Disaster Preparedness Center Officially Opens in Utah
SALT LAKE CITY— A new 7,000-square-foot disaster preparedness center in Salt Lake City, Utah, is now officially open, offering certain medical personnel disaster response training. The new Intermountain Center for Disaster Preparedness will be located inside the LDS Hospital in Salt Lake City.
The center will be used to train those specializing in disaster responses, including EMTs, nurses and physicians. The center has been unofficially open for the last year and has conducted 50 trainings for 1,000 people, but April 27 marked the center’s official grand opening, according to Ann Allen, emergency preparedness manager with Intermountain Health Care’s Urban Central Region.
The center is the first hospital-based training center west of the Mississippi River and has 18-patient rooms, medical training mannequins, training classrooms, disaster simulation labs and a secure emergency supply area. All preparedness training is done in a working environment, giving those training real-life situations and first-hand experience dealing with a number of disaster response incidents.
“It’s a real patient room; it’s not make believe,” Allen said. “There’s not a falseness. We’re teaching them in their work environment, which is important.”
Training will help hospital staff members and first responders address and manage emergency situations — whether big or small.
“It doesn’t have to be something so catastrophic,” said Allen. “It’s not just for those big events. It would be really horrible if it really happened, but the things we learn from these drills also help when little things go wrong.”

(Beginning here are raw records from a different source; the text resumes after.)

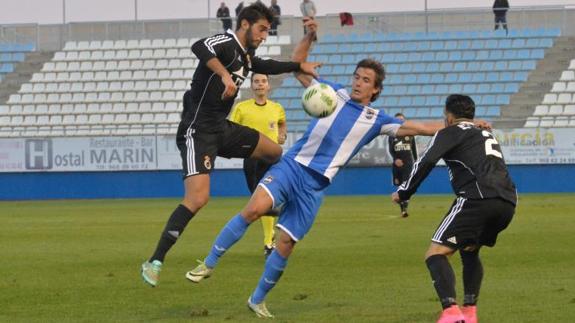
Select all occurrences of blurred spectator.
[299,0,317,34]
[493,0,509,32]
[236,1,244,17]
[270,0,282,36]
[216,2,232,32]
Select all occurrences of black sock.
[150,204,194,262]
[459,250,483,306]
[425,255,457,309]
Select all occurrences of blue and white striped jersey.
[284,80,403,181]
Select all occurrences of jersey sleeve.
[251,56,299,75]
[397,128,459,201]
[229,103,242,124]
[192,34,233,62]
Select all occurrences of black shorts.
[431,197,515,249]
[176,120,260,178]
[244,158,272,193]
[391,164,413,186]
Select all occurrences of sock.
[261,215,275,246]
[250,250,287,304]
[459,250,483,306]
[205,214,250,268]
[150,204,194,262]
[425,255,457,309]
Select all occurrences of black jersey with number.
[189,31,299,132]
[388,136,417,165]
[397,122,517,205]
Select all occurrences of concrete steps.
[0,52,54,104]
[494,36,575,128]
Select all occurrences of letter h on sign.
[26,139,52,169]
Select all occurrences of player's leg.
[250,134,282,164]
[186,187,273,283]
[248,230,296,317]
[425,198,466,323]
[142,123,217,286]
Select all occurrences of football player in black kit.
[387,113,417,218]
[392,94,517,323]
[141,3,320,286]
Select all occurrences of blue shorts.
[258,158,329,241]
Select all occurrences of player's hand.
[222,74,238,101]
[299,62,321,78]
[303,17,317,36]
[473,120,491,130]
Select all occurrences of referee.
[387,113,417,218]
[230,73,287,257]
[392,94,517,322]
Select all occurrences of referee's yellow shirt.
[230,99,286,143]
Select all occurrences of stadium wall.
[0,165,575,200]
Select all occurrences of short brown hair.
[354,58,385,102]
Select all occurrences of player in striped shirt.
[186,22,490,317]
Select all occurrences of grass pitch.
[0,194,575,323]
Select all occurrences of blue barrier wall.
[0,165,575,200]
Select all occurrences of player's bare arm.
[292,19,320,87]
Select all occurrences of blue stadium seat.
[435,52,449,62]
[433,84,449,94]
[489,49,503,61]
[327,55,341,64]
[412,93,425,107]
[499,72,513,82]
[463,84,477,94]
[431,40,444,50]
[471,73,485,83]
[485,72,499,82]
[449,84,463,93]
[403,74,417,84]
[529,49,545,59]
[457,40,471,50]
[445,73,459,83]
[513,72,528,82]
[475,50,489,61]
[481,94,495,105]
[421,52,435,62]
[413,63,425,74]
[341,54,357,64]
[507,61,523,71]
[491,83,505,93]
[429,107,443,118]
[331,65,345,75]
[458,73,473,83]
[417,41,431,51]
[453,62,467,72]
[403,108,417,119]
[431,74,444,83]
[511,38,525,49]
[467,62,481,72]
[449,51,462,61]
[416,74,431,84]
[476,83,491,93]
[503,49,517,60]
[522,60,537,71]
[425,63,439,73]
[505,83,519,93]
[495,61,507,71]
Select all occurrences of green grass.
[0,194,575,323]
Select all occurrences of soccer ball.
[301,83,337,118]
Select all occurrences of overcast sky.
[0,0,575,24]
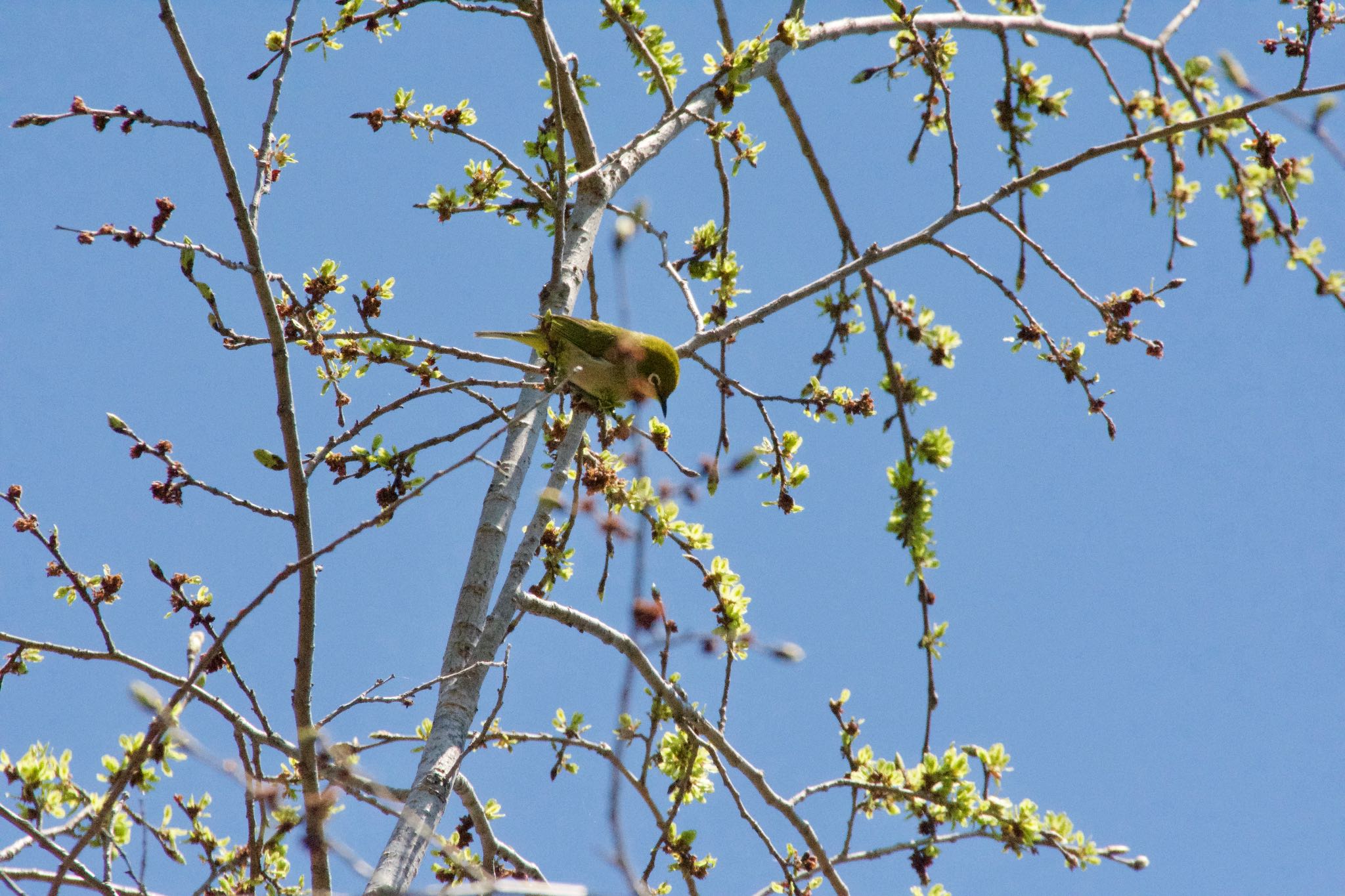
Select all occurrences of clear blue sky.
[0,0,1345,896]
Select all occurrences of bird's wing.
[552,314,621,357]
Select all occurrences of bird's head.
[635,333,682,416]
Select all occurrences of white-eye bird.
[476,314,680,416]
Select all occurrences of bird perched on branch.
[476,314,680,416]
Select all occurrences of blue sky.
[0,3,1345,895]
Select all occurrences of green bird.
[477,314,680,416]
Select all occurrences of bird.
[476,314,680,416]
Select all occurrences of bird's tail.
[476,329,546,352]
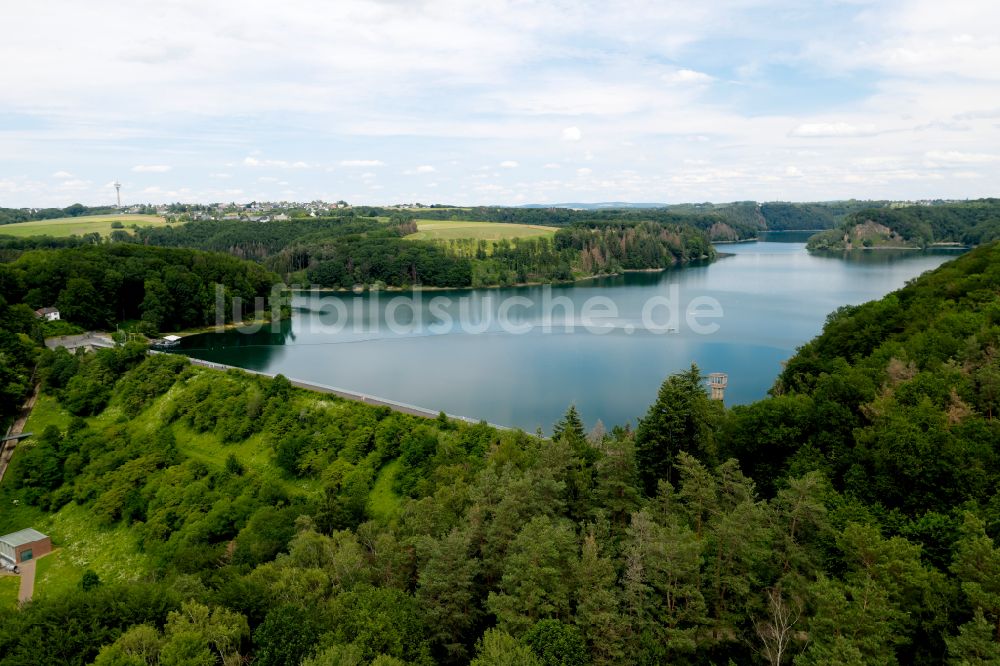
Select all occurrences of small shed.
[35,308,59,321]
[0,527,52,564]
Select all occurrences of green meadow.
[0,215,167,238]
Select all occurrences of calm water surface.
[180,239,955,431]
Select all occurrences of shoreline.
[287,255,722,295]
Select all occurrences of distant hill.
[808,199,1000,250]
[520,201,670,210]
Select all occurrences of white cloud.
[924,150,1000,166]
[660,69,715,85]
[243,156,309,169]
[132,164,173,173]
[792,122,876,138]
[562,127,583,141]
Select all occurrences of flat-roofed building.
[0,527,52,564]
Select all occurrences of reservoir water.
[179,234,956,432]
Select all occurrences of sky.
[0,0,1000,207]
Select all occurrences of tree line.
[0,244,1000,666]
[0,243,278,332]
[809,199,1000,250]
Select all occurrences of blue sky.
[0,0,1000,206]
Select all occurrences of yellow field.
[0,215,166,237]
[407,220,556,242]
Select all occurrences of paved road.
[17,560,35,604]
[0,384,41,481]
[174,351,510,430]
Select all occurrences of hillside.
[808,199,1000,250]
[0,214,166,238]
[0,244,1000,665]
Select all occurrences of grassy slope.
[0,369,392,607]
[407,220,556,241]
[368,460,402,519]
[0,574,21,608]
[0,215,166,237]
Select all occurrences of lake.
[178,233,956,432]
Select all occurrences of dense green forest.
[760,199,889,231]
[0,243,278,332]
[0,243,277,423]
[398,200,888,233]
[809,199,1000,250]
[0,244,1000,666]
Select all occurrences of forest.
[0,244,1000,666]
[0,243,280,427]
[808,199,1000,250]
[127,209,720,289]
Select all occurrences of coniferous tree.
[635,363,720,496]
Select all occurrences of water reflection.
[180,243,955,430]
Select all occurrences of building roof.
[0,527,48,548]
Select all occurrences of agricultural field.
[407,220,556,242]
[0,215,167,238]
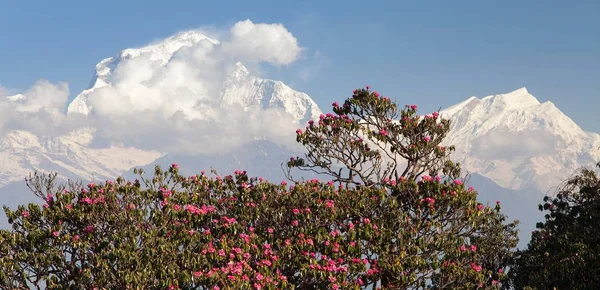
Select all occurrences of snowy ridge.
[0,131,163,187]
[221,62,321,124]
[0,31,321,187]
[68,31,321,124]
[440,88,600,192]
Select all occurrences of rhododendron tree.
[0,85,516,289]
[287,86,518,289]
[510,163,600,289]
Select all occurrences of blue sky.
[0,0,600,132]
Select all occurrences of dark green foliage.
[510,164,600,289]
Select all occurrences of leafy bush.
[0,89,517,289]
[511,164,600,289]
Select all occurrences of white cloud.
[223,20,302,65]
[0,20,302,154]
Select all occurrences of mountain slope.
[0,131,162,187]
[440,88,600,192]
[68,31,321,124]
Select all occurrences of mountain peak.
[481,87,540,109]
[440,88,600,192]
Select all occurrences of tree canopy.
[511,164,600,289]
[0,88,517,289]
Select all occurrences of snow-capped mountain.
[0,31,321,190]
[0,131,163,187]
[68,31,321,124]
[440,88,600,193]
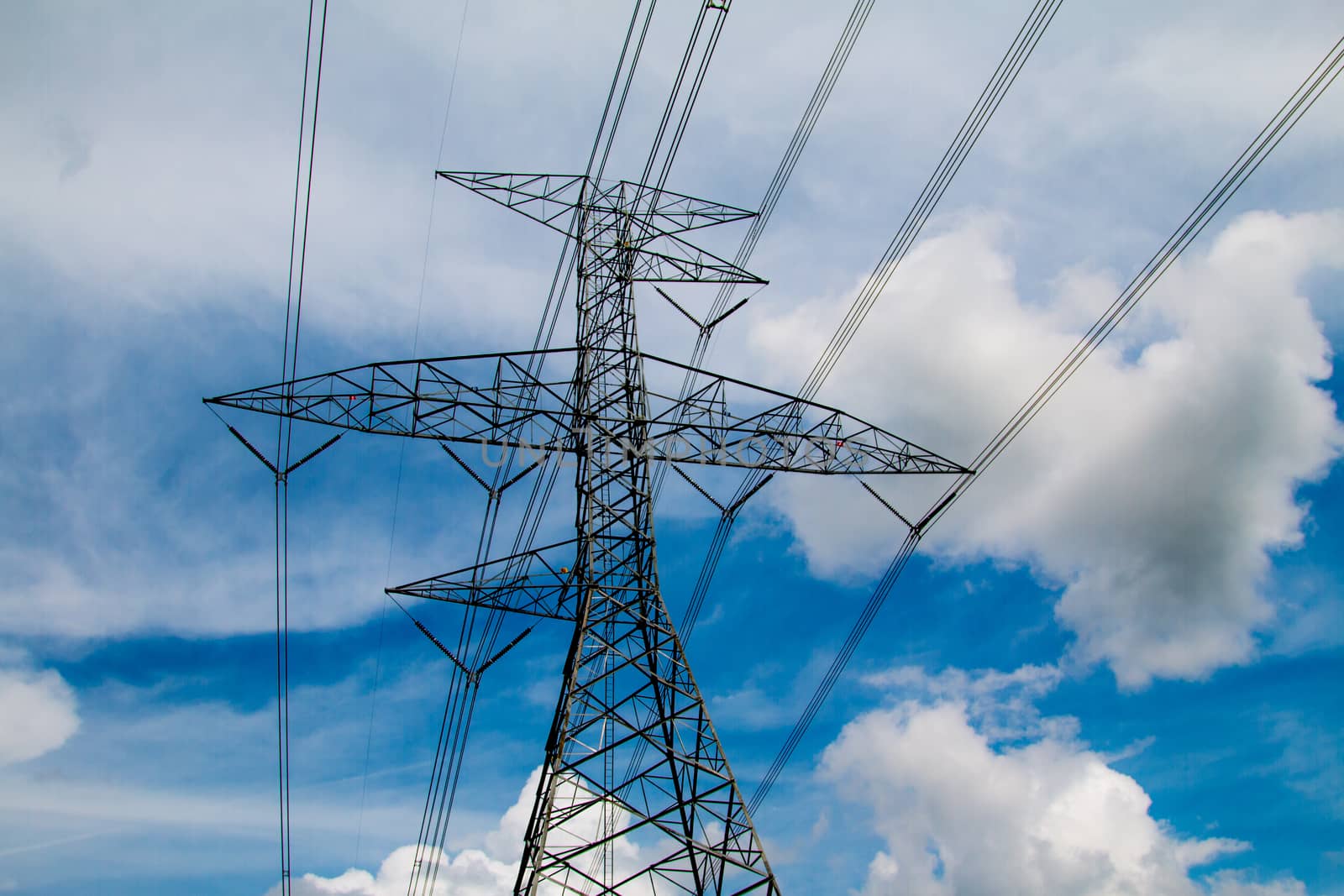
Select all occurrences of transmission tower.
[210,164,965,894]
[207,3,966,896]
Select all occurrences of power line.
[751,26,1344,807]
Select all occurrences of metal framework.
[208,172,966,896]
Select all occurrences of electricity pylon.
[210,172,965,896]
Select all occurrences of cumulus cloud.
[754,212,1344,686]
[0,652,79,766]
[266,768,656,896]
[822,666,1299,896]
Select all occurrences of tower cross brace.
[207,172,966,896]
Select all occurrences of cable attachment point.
[672,464,728,515]
[723,473,774,518]
[858,479,927,533]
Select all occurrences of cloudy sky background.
[0,0,1344,896]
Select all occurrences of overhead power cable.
[267,0,327,896]
[654,0,875,500]
[352,0,472,867]
[407,0,666,894]
[750,26,1344,807]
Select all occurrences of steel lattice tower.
[208,172,963,896]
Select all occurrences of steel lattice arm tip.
[386,538,578,622]
[207,348,969,475]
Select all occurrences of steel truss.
[210,172,966,896]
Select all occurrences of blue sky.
[0,0,1344,896]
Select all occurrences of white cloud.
[0,654,79,766]
[754,212,1344,685]
[1208,871,1306,896]
[282,768,656,896]
[822,666,1294,896]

The training can certainly help in an event of a natural disaster but also smaller situations, such as a patient exposed to radiation, according to Allen.
The center’s grand opening featured an educational symposium for hospital and disaster preparedness specialists, including keynote speaker Dan Diamond, who founded the nation’s first state-affiliated medical disaster response team and has seen disaster relief efforts first hand while working as director of the Mass Casualty Triage Unit at the New Orleans Convention Center during the aftermath of Hurricane Katrina.